Não me apontem sentidos quando vejo Que sigo um rumo próprio e produtivo E que vou mais além, se tenho ensejo De enchê-lo das razões de que me privo *
Quando, num verso, encontro o tal solfejo E, num soneto o lanço, agreste e vivo! De assim tão vivo o ver, logo o protejo Quer passe, quer não passe, pelo crivo *
De quem possa julgar que o não cotejo - embora em gesto quase intuitivo... - Enquanto o vou escrevendo, se o desejo *
Como sempre o desejo; sensitivo, Ritmado - claramente! - e, como o Tejo, Ousado, impetuoso e compulsivo.

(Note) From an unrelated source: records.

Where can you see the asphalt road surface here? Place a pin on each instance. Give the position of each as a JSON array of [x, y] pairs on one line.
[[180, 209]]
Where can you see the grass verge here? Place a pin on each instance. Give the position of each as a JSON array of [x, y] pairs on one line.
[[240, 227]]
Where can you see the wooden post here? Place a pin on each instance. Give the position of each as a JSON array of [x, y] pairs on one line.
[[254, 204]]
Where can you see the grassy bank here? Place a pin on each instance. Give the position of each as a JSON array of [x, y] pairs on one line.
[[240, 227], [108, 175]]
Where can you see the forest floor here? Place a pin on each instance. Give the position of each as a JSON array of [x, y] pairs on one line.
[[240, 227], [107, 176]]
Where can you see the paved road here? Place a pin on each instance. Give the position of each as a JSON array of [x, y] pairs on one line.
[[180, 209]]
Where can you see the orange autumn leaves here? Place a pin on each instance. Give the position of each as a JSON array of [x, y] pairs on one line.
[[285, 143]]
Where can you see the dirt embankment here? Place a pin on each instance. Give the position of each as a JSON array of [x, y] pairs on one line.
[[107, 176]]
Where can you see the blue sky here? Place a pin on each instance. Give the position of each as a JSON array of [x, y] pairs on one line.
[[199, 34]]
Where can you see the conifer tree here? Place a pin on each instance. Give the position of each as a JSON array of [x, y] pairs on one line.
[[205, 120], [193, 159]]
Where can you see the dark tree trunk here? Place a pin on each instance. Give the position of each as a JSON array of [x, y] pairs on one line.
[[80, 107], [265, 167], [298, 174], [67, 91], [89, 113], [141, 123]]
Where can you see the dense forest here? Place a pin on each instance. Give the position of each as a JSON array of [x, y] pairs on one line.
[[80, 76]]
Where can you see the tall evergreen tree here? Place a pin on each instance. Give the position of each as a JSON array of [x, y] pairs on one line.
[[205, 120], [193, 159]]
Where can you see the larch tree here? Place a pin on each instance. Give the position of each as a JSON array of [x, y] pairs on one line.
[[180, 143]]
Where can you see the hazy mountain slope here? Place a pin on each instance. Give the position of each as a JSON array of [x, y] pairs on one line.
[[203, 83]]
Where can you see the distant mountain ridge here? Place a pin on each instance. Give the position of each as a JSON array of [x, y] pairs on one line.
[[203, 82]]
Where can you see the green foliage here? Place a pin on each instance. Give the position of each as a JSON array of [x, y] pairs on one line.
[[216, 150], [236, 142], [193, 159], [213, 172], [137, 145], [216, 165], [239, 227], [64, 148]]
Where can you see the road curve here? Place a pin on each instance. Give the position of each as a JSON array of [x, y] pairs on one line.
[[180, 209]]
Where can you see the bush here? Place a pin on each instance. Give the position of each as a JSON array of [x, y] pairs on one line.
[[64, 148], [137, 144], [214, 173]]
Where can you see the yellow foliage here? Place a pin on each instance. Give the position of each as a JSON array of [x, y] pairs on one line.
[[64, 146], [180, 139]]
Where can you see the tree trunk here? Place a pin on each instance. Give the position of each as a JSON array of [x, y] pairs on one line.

Teus versos, réus de altíssima traição No tribunal das causas mais sagradas, Condenaram-me o corpo a tal paixão Que as mãos se vão perdendo, atormentadas, *
E não encontram já satisfação, Nem rendidas me tombam de cansadas, Pois vão de sensação em sensação, Loucas por sensações não exp`rimentadas *
E conduzem-me, toda frustração, À tentação de as ver desnorteadas Até à mais completa rendição, *
Pois quanto mais perdidas, mais achadas Nessa mais que (im)perfeita condição De, por ti, terem sido atraiçoadas. *
São como sal na f rida em carne-viva, Estas estrofes que alheada escavo, Curvada sobre a rima, o verso à d`riva Sobre um destroço que antes fora um cravo *
Mas, à rotina que me tem cativa De criação de tão amargo travo, Veio juntar-se, abrupta e punitiva, A sanção relativa ao desagravo *
Da voz canónica e repetitiva Cujo "vibrato" foi ficando escravo Do dogma e sua ilustre comitiva *
Que lá do topo do seu desconchavo, Em plena (dis)função judicativa Decreta que o que leu "não vale um chavo". *
Ao povo português que, desobedecendo a uma ordem directa, invadiu as ruas em 25 de Abril de 1974 e transformou um golpe militar numa verdadeira revolução.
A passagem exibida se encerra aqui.